Changing long-set patterns of behavior and thought can be very difficult – as shown by this this John Arnold story from a visit to a Texas food pantry.
When we arrived at the pantry, I was introduced by the person from the Food Bank who was taking me around visiting agencies as this wonderful out of town expert on the subject of how food pantries should operate. It was a little embarrassing. But the pantry volunteers were just delighted that I had come because they were grappling with a seemingly insoluble problem and were just at their wits end, not knowing what to do. They were hoping that maybe I would be able to figure out a solution for them. I said, “Well, I’d certainly be willing to take a look at this situation, and be willing to contribute whatever I could in the way of a recommendation or solution.”
So they took me back into their food storage area, where they had their food up on the sort of screw-together metal shelving you could buy at K-Mart. They explained that their pantry gave out a standardized food bag, and despite their best efforts to get people to donate only what was on the list of what they put in their standardized bag, people continued to give them things that weren’t on the list. Those “extra” items had accumulated on their shelves and were now filling the storage area to the point that they were running out of room, and they just didn’t know what to do about that situation!
I tried to keep my face straight and not laugh, and since there were a number of volunteers standing around waiting for something to do, I tested one of the shelving units to see how heavy it was. I realized that it probably could be carried if you put one person on each corner, and so I said, “I think I’ve got a solution for you. Would you please take this corner, you take that corner, you take this corner and I’ll take a corner. And would somebody get the door please?”

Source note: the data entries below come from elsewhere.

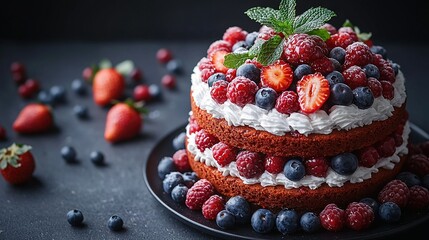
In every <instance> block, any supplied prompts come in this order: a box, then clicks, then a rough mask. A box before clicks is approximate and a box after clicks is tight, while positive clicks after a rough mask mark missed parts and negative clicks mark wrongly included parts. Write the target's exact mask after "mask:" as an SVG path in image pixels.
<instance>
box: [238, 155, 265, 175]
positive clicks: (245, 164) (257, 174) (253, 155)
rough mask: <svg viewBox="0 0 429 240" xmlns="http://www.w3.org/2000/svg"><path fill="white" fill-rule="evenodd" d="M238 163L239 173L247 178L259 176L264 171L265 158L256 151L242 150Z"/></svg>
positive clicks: (238, 155)
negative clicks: (261, 155) (264, 161)
mask: <svg viewBox="0 0 429 240" xmlns="http://www.w3.org/2000/svg"><path fill="white" fill-rule="evenodd" d="M236 163H237V170H238V173H239V174H240V176H243V177H245V178H254V177H259V176H260V175H261V174H262V173H263V172H264V160H263V159H262V157H261V155H260V154H258V153H255V152H250V151H241V152H240V153H238V154H237V160H236Z"/></svg>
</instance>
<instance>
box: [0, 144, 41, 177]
mask: <svg viewBox="0 0 429 240" xmlns="http://www.w3.org/2000/svg"><path fill="white" fill-rule="evenodd" d="M30 150H31V146H28V145H21V144H15V143H14V144H12V145H11V146H9V147H8V148H3V149H1V150H0V172H1V174H2V176H3V178H4V179H5V180H6V181H7V182H8V183H10V184H22V183H25V182H27V181H28V180H30V179H31V177H32V175H33V172H34V169H35V168H36V164H35V162H34V157H33V154H32V153H31V152H30Z"/></svg>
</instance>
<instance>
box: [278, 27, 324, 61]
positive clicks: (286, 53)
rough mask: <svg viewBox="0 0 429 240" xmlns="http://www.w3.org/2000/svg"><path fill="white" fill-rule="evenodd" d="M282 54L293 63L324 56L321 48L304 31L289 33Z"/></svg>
mask: <svg viewBox="0 0 429 240" xmlns="http://www.w3.org/2000/svg"><path fill="white" fill-rule="evenodd" d="M283 51H284V55H285V57H286V60H287V61H288V62H289V63H291V64H294V65H299V64H300V63H310V62H312V61H313V60H315V59H318V58H321V57H323V56H324V54H323V50H322V48H321V47H320V46H319V45H318V44H317V42H316V41H315V40H314V39H313V38H311V37H310V36H309V35H307V34H304V33H299V34H294V35H291V36H290V37H289V38H288V40H287V42H286V44H285V46H284V49H283Z"/></svg>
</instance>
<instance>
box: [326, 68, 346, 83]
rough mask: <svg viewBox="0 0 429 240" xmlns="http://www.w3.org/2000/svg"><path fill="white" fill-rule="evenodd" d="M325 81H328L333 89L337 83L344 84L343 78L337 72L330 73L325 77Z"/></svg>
mask: <svg viewBox="0 0 429 240" xmlns="http://www.w3.org/2000/svg"><path fill="white" fill-rule="evenodd" d="M326 80H328V81H329V86H330V87H333V86H334V85H335V84H337V83H344V76H343V74H341V73H340V72H338V71H332V72H330V73H329V74H328V75H326Z"/></svg>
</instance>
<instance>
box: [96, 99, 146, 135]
mask: <svg viewBox="0 0 429 240" xmlns="http://www.w3.org/2000/svg"><path fill="white" fill-rule="evenodd" d="M141 111H142V110H141V108H139V107H138V106H136V104H134V103H133V102H131V101H125V102H120V103H117V104H115V105H114V106H113V107H112V108H111V109H110V110H109V112H108V113H107V117H106V128H105V130H104V138H105V139H106V141H108V142H112V143H114V142H120V141H125V140H129V139H131V138H134V137H135V136H137V135H138V134H139V133H140V129H141V127H142V125H143V119H142V117H141V116H140V112H141Z"/></svg>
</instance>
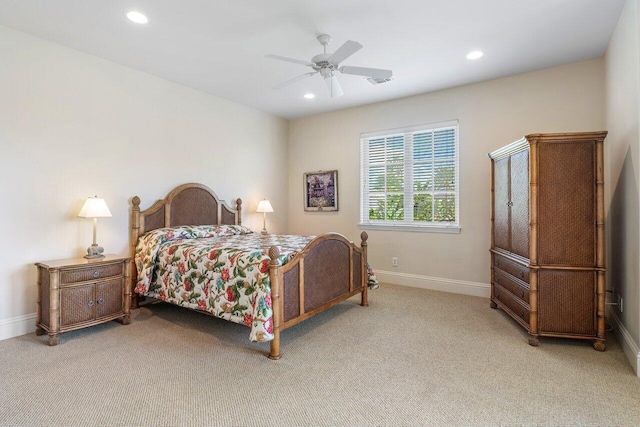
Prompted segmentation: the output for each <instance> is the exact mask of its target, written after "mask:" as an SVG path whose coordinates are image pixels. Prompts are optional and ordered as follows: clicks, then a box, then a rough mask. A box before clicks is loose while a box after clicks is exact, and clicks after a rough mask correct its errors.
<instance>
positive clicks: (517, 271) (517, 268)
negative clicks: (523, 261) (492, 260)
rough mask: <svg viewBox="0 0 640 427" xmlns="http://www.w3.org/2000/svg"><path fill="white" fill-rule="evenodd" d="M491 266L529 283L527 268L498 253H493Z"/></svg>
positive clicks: (527, 270) (520, 264)
mask: <svg viewBox="0 0 640 427" xmlns="http://www.w3.org/2000/svg"><path fill="white" fill-rule="evenodd" d="M493 266H494V267H497V268H499V269H500V270H503V271H506V272H507V273H509V274H511V275H512V276H513V277H517V278H518V279H520V280H522V281H523V282H526V283H529V269H528V268H527V267H525V266H524V265H522V264H518V263H517V262H515V261H511V260H510V259H508V258H505V257H503V256H500V255H498V254H493Z"/></svg>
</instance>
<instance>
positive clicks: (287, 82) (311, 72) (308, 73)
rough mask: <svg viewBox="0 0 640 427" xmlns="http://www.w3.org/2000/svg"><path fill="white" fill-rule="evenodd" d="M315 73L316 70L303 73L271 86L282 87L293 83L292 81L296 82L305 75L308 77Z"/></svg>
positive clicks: (275, 88)
mask: <svg viewBox="0 0 640 427" xmlns="http://www.w3.org/2000/svg"><path fill="white" fill-rule="evenodd" d="M317 73H318V72H317V71H313V72H311V73H304V74H303V75H301V76H298V77H294V78H292V79H291V80H287V81H286V82H283V83H280V84H279V85H276V86H274V87H272V89H276V90H278V89H282V88H283V87H285V86H289V85H290V84H293V83H295V82H297V81H298V80H302V79H304V78H305V77H308V76H313V75H314V74H317Z"/></svg>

I told them to lift with their knees, and we carried it out into the client waiting room, where we put it up against the wall. Then I said, “I need paper and a big marker, because I need to make a sign, and we also need some boxes and bags out here.”
The sign I made said, “If you can use any of this food, please take it.”
The clients in the waiting room were absolutely stunned. They came over and started collecting things with very evident joy. A number of them filled a bag or box and left. They didn’t wait around or go through the rigmarole of trying to get the standardized box. Within a relatively short period of time, 5 minutes maybe, the shelving unit was largely empty.
I said, “Ok, let’s get another one and bring it out. I think if you do that every time the shelving unit that’s out here gets pretty close to emptied out, that will be the solution to your problem.” I don’t know what the poor pantry staff did long term, because they appeared to be in total shock and disbelief at what was happening, that food that wasn’t on the list was being given out. That appeared to be a concept so foreign to them that I think it was just beyond their comprehension.